Юлчи заметил этот взгляд. Он обвел взглядом чайхану: у многих на лицах гнев и ненависть, но в то же время в глазах проглядывал страх, а те, что стояли ближе к выходу, уже приготовились к бегству.

«Из-за меня могут пострадать ни в чем не повинные люди», — подумал джигит. Опустив камчу, он медленно поднялся.

В чайхане было тихо. Только перепелки нетерпеливо бились в клетках, подвешенных к потолку, шуршали крошечными ножками о лубяные донышки. Из клеток на стоячие усы полицейского, на его выпяченную грудь сыпались просинки и мелкий перепелиный помет. Пристав ничего не замечал. Резким взмахом руки он приказал людям сесть. Потом сердито крикнул что-то по-русски, обращаясь к Юлчи. Тот покачал головой, давая знать, что не понимает. Мишраб, стоявший за спиной пристава, перевел:

— Говори, как зовут тебя и кто твой отец!

Когда Юлчи назвал себя, пристав и мишраб значительно переглянулись. Мишраб подскочил к Юлчи, схватил его за руки:

— Очень хорошо, что ты попался! Я тебя уже третий день разыскиваю!

— Вяжите, бейте, кровопийцы! — закричал Юлчи.

Пристав приказал:

— Пошел!

Мишраб подтолкнул Юлчи и кивнул на дверь.

ГЛАВА ЧЕТЫРНАДЦАТАЯ

I

В чистом, сияющем голубизной небе пролетели горделивые журавли.
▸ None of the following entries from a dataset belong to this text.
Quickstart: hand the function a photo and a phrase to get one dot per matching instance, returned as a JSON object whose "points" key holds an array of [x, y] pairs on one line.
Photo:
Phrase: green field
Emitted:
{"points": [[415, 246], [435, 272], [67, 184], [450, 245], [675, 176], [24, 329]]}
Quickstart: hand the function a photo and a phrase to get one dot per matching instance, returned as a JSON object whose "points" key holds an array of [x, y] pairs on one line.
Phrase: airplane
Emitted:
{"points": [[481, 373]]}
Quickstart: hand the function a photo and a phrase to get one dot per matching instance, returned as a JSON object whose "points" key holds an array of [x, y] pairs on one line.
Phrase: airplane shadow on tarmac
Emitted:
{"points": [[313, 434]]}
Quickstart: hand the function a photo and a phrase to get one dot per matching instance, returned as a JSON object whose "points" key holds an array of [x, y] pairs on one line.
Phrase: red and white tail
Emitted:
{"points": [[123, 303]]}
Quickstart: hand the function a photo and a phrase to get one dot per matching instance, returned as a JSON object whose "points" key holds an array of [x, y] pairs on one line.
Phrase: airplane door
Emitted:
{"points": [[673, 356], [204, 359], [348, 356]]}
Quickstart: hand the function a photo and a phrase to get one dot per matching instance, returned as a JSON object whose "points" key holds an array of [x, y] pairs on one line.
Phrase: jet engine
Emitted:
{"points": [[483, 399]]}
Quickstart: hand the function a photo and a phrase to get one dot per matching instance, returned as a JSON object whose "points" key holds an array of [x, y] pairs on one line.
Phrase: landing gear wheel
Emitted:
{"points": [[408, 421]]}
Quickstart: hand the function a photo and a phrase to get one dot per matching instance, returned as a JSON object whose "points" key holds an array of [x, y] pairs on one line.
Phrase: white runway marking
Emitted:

Снова весна… С каждым днем все сильнее припекало солнце. По краям земляных крыш убогих мазанок, над растрепанными, полуистлевшими застрехами зазеленели яркие коврики травы. Немного позже среди зелени начали вспыхивать кроваво-красные маки. Украсились гроздьями

нежно-белых цветочков и две ветви, торчащие на корявом стволе старой дуплистой груши в маленьком дворике Шакира-ата.

В этом убогом дворике-тумаре со старой грушей уже два с половиной месяца жила Унсин. Старик и старуха привыкли к ней как к родной. Полюбили девушку и их осиротевшие внучата. Старуха теперь спокойно уходила по своим знахарским делам — в доме было кому и за ребятами присмотреть, и обед приготовить. Унсин охотно возилась с ребятишками, была ласкова с ними, мыла их, обстирывала, чинила рваные рубашонки. К вечеру она ставила на огонь котелок, варила затируху, заправленную салом, или машевую похлебку. А главное-она помогала старику.

Один, без ученика, Шакир-ата за неделю мог приготовить всего несколько пар ичигов. На деньги, вырученные за них, сапожник покупал шевро, подошвы, нитки, клей, воск — все, что надо было для работы. На хозяйство же оставались гроши. Часто, возвращаясь сбазара, старик еще с порога швырял пустую сумку и с гневом и горечью говорил:

— Цена на кожу опять подскочила, никак наперед не угадать и не угнаться. А припасы — куда там! Не то что риса или маша — даже пшена не сумел купить. Видно, бог находит, что для нас и пшенная похлебка излишняя. Эта война — сущая беда на нашу голову. Сгинуть бы и герману и турецкому султану, хоть мы его и величаем халифом всей земли, сгинуть бы и самому белому царю. Приданое матери, что ли, не поделили они!..

Но вот старику стала помогать Унсин. Первое время она сучила и вощила дратву. Потом стала насаживать ичиги на правила, покрывать их черной сажей и лаком. Наконец она упросила старика научить ее шитью. Шакир-ата показал ей, как держать шило, как действовать парными иглами. Проворные руки девушки быстро освоились с работой. Примостившись на низенькой табуретке во дворе или жилой комнате, Унсин прилаживала на коленях правило и ловкими, быстрыми движениями строчила голенища, да так, что даже старому мастеру приходилось удивляться ровности и аккуратности строчки.